The Cleveland school voucher program evolved from the agendas of the Ohio Republican Party and conservative ideological forces. The history of the program stands in stark contrast to the rhetoric of parental empowerment.
When the Republican Party assumed control of the Ohio House in l994, voucher proponents escalated their pressure. Earlier, Gov. George Voinovich had commissioned a study of vouchers, which was headed by industrialist David Brennan. Consistent with the emerging national voucher strategy - to transform vouchers from an issue of church/state conflict and privatization of public education, to a “populist” focus on low-income students of color -the commission recommended scholarships for low-income students to attend private and religious schools.

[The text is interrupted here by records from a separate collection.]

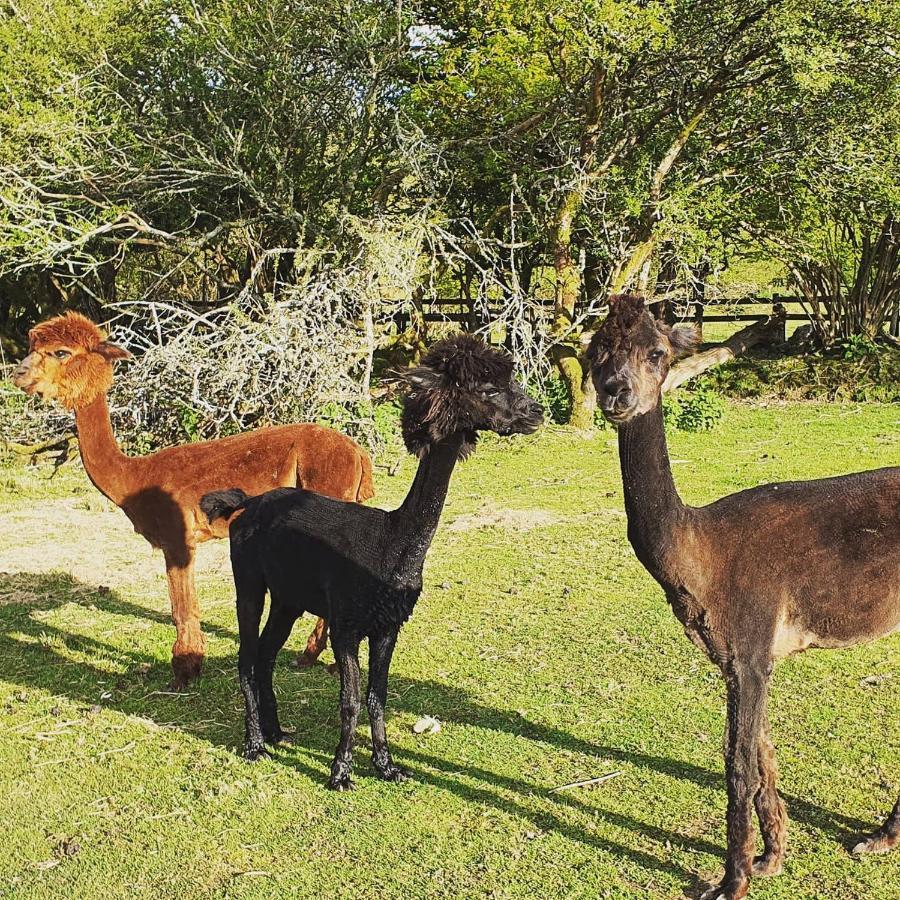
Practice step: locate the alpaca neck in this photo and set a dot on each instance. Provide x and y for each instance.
(416, 520)
(656, 514)
(106, 465)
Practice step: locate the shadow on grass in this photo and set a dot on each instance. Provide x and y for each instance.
(30, 657)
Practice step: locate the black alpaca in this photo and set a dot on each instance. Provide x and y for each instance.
(359, 567)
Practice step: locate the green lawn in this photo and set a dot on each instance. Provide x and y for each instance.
(545, 650)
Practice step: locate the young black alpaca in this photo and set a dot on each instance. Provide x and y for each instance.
(360, 567)
(753, 577)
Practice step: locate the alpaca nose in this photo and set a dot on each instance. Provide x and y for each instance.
(614, 387)
(22, 371)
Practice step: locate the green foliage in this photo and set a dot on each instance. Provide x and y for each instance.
(149, 791)
(858, 347)
(552, 395)
(190, 420)
(699, 409)
(859, 378)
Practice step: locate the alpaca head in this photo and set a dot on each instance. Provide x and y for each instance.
(464, 386)
(70, 361)
(630, 357)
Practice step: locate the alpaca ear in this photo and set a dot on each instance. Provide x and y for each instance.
(423, 379)
(112, 352)
(684, 339)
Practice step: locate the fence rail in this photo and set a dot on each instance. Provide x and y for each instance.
(467, 312)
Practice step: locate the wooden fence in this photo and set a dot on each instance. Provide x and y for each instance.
(471, 315)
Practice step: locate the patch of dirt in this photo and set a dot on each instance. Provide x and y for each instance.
(513, 519)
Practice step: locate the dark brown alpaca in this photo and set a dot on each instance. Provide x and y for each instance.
(71, 361)
(740, 597)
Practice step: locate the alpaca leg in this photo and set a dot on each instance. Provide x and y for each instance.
(770, 808)
(315, 644)
(885, 838)
(250, 602)
(278, 629)
(381, 649)
(190, 643)
(347, 653)
(747, 686)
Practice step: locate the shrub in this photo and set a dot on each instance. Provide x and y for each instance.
(697, 410)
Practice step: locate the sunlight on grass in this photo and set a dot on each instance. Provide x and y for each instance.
(544, 649)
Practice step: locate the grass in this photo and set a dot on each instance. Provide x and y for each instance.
(541, 645)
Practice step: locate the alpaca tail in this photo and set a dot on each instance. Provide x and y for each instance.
(366, 489)
(222, 504)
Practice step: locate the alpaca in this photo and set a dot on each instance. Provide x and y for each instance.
(358, 567)
(839, 584)
(71, 361)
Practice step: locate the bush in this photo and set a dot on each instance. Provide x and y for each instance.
(860, 372)
(697, 410)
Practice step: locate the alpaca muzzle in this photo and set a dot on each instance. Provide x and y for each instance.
(23, 377)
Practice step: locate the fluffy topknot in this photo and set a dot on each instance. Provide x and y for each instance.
(87, 374)
(441, 399)
(70, 330)
(630, 323)
(626, 314)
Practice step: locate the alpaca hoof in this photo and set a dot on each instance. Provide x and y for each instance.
(254, 752)
(341, 783)
(394, 773)
(875, 843)
(185, 670)
(767, 866)
(732, 890)
(280, 735)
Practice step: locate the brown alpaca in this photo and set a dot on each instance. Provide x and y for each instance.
(740, 596)
(70, 361)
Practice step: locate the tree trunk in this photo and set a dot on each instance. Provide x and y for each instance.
(740, 342)
(567, 288)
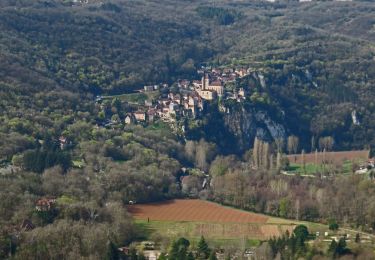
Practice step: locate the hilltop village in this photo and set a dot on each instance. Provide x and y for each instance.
(183, 99)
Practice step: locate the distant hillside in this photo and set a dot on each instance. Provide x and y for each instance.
(317, 58)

Brennan then went on to raise $1 million for the Republican Party. After re-election, Voinovich pushed in 1995 for a voucher program for Cleveland, whose schools had just been taken over by the state. Voinovich, following the lead of the Milwaukee voucher program that started in 1990, sold the program as a way to help poor students of color. At that time, Cleveland schools were 70 percent African-American, and 88 percent of the students were eligible for the federal lunch program for low-income students.
The main beneficiary of the voucher program has clearly been the Cleveland Catholic Diocese, whose schools had been in severe financial straits following the flight of the white ethnic working class to surrounding suburbs.
Because participating schools must charge the same tuition for both voucher and non-voucher students, it has been almost impossible for non-religious private schools, especially more expensive elite schools, to take part. (As is true elsewhere, religious schools in Cleveland rely on the underpaid labor of religiously dedicated teachers, and on subsidies and support from religious institutions.)